Н. М. Потому что уравновесились музыкальная «часть» образа и духовная?
Т. Ч. Давайте говорить реалистичнее — не духовная, а действенная. Появилась действенная линия, которая рождает эту степень эмоционального накала. У них у всех есть такая же жесткая партитура психофизического действия, как и нотная партитура. Так что они одновременно воплощают две партитуры. Одна помогает другой, и не возникает вопроса, зачем петь. Это надо петь.
Н. М. Создание второй партитуры требует особого режиссерского мастерства?
Т. Ч. Нет! Это и есть режиссура, ничего особенного в этом нет, клянусь вам.
Н. М. Вы думаете, это имел в виду Висконти, когда говорил, что в кино, в театре и в опере работа одинаковая, несмотря на огромное различие используемых средств?
Т. Ч. Нет, думаю, разница все-таки есть.
Н. М. Но разница не в том, что музыкальный язык более закодированный?
Т. Ч. Нет. Уже, нет.
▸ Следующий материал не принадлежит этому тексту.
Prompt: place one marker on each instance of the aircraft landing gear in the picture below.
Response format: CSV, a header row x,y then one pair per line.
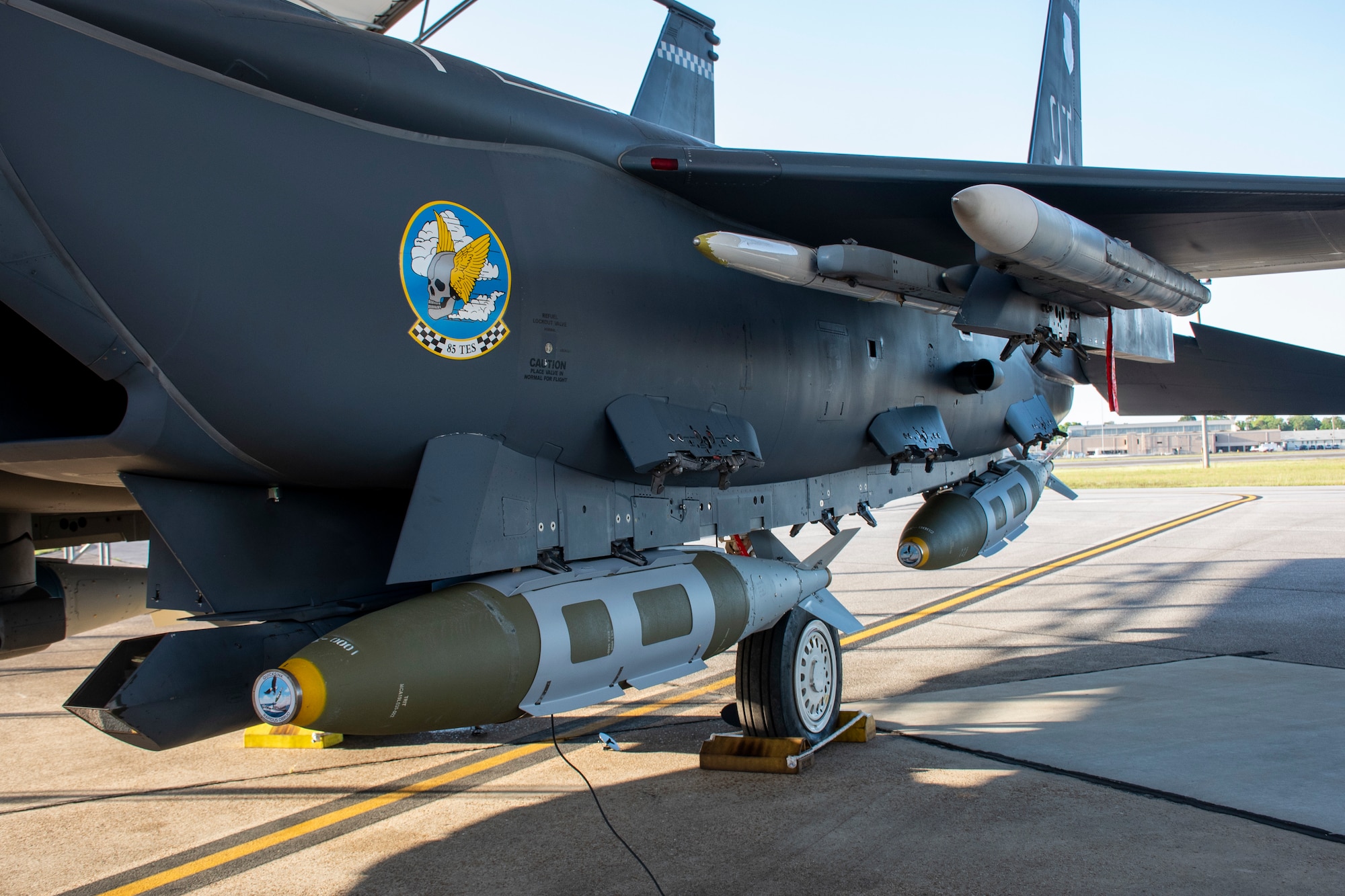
x,y
789,680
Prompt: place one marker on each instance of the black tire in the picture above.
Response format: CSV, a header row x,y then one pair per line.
x,y
770,667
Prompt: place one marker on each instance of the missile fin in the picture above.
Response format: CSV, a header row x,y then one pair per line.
x,y
827,553
1055,485
829,610
996,548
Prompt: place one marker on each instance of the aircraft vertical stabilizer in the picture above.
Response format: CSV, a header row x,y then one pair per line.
x,y
679,88
1056,124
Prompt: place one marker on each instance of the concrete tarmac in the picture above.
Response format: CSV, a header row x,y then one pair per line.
x,y
453,813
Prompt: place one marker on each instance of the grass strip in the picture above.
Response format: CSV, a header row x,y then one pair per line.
x,y
1235,474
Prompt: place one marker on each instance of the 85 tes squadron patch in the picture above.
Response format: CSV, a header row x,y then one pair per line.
x,y
457,278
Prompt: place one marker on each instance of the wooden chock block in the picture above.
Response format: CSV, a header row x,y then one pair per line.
x,y
734,752
290,737
861,732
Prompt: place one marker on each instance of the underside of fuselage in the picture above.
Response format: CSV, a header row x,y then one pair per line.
x,y
340,348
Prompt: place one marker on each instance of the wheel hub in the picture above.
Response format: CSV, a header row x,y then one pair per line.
x,y
814,678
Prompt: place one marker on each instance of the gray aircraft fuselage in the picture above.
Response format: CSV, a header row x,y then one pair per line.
x,y
247,237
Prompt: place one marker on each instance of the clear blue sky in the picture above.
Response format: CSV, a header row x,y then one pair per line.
x,y
1198,85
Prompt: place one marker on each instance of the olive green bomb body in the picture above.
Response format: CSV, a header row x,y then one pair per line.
x,y
512,643
463,655
974,517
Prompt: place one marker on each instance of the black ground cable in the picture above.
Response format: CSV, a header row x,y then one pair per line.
x,y
597,802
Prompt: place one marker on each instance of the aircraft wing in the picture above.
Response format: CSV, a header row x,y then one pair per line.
x,y
1211,225
1221,372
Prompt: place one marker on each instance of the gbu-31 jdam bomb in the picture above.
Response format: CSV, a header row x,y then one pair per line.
x,y
529,642
978,516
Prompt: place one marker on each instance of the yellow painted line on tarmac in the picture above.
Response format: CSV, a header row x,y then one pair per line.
x,y
284,834
1009,581
216,860
336,817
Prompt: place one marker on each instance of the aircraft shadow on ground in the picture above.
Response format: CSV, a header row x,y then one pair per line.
x,y
892,815
1295,611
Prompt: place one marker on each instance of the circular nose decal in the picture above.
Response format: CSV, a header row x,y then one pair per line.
x,y
457,278
276,697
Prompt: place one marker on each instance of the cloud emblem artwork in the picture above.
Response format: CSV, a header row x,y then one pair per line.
x,y
457,278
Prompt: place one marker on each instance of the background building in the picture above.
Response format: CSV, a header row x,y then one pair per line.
x,y
1147,439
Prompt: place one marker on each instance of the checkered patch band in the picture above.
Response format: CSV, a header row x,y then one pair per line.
x,y
447,348
677,56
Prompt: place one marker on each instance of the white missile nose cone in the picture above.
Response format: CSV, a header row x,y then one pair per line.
x,y
1000,218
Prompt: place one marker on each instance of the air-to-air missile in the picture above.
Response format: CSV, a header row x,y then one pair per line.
x,y
1044,244
505,645
978,516
847,270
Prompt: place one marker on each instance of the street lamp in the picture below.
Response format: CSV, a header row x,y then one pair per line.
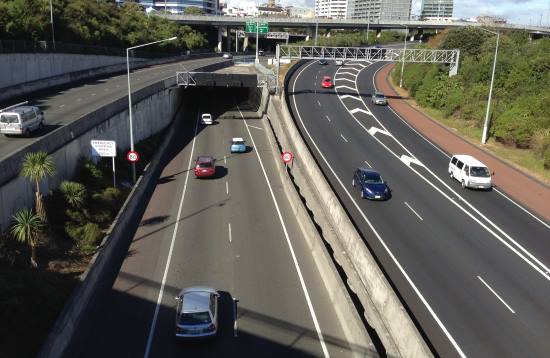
x,y
486,124
130,98
403,57
51,20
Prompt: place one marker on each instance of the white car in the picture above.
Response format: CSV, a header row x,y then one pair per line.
x,y
206,118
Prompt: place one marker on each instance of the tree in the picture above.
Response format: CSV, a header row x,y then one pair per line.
x,y
193,10
27,227
73,192
36,167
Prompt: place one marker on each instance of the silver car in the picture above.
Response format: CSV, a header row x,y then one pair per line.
x,y
197,312
379,98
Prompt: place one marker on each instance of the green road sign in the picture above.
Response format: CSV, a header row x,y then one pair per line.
x,y
263,27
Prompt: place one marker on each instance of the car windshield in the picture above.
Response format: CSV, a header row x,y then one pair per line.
x,y
372,178
192,318
481,172
9,118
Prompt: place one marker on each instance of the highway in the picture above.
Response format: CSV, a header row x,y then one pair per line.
x,y
236,233
74,101
472,266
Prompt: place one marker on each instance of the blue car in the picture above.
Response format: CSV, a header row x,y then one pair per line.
x,y
371,184
238,145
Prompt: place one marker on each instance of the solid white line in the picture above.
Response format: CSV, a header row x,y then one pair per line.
x,y
383,243
410,207
294,259
176,225
544,271
494,293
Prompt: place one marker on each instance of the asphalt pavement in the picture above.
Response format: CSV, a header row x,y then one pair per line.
x,y
237,233
471,266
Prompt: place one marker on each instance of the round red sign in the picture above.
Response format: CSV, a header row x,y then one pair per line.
x,y
132,156
287,157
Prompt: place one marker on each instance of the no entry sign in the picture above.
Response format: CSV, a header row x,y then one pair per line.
x,y
132,156
287,157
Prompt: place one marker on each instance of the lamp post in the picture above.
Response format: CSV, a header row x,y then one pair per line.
x,y
51,20
403,57
486,124
130,98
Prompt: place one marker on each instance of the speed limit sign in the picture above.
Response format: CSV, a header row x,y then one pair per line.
x,y
132,156
287,157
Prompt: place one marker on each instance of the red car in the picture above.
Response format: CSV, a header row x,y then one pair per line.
x,y
205,166
327,82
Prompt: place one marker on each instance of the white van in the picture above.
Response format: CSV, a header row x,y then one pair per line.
x,y
21,120
470,172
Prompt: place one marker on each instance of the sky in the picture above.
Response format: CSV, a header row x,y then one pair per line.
x,y
526,12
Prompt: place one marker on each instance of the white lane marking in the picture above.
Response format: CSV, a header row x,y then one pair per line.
x,y
410,207
355,110
496,294
409,160
393,258
349,96
544,271
449,157
290,247
344,86
344,79
169,258
373,130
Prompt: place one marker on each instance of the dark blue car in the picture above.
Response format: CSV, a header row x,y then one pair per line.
x,y
371,184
Было в первые дни, а потом я понял, что разница не в этом.
Н. М. В чем же?
Т. Ч. Есть вещи, которые здесь, в отличие от драмы, я себе позволить не могу. В драме иногда позволяешь. Вот монолог Отелло, который начинается так: «Зачем я женился?» И потом целая страница текста. На репетиции однажды Отар Мегвинетухуцеси так проиграл паузу после ухода Нодара Мгалоблишвили-Яго, что ее выразительность показалась выше слов. «…Зачем я женился?..» И снова возникла пауза, потому что он забыл текст. Посидел, посидел и сказал: «Черт, что там дальше? Ах, да». И хотел начать. А я говорю ему: «Ничего не надо». Он все в этой паузе сыграл, все то, что затем в монологе. И мы сократили весь монолог, оставив только первую фразу. В драме я могу себе это позволить. Даже с Шекспиром. А здесь не могу. Впрочем, в «Игроке» и не требовалось.
Н. М. Темур Нодарович, Вы читали, наверное, упреки критики в адрес сценографии Теймураза Мурванидзе.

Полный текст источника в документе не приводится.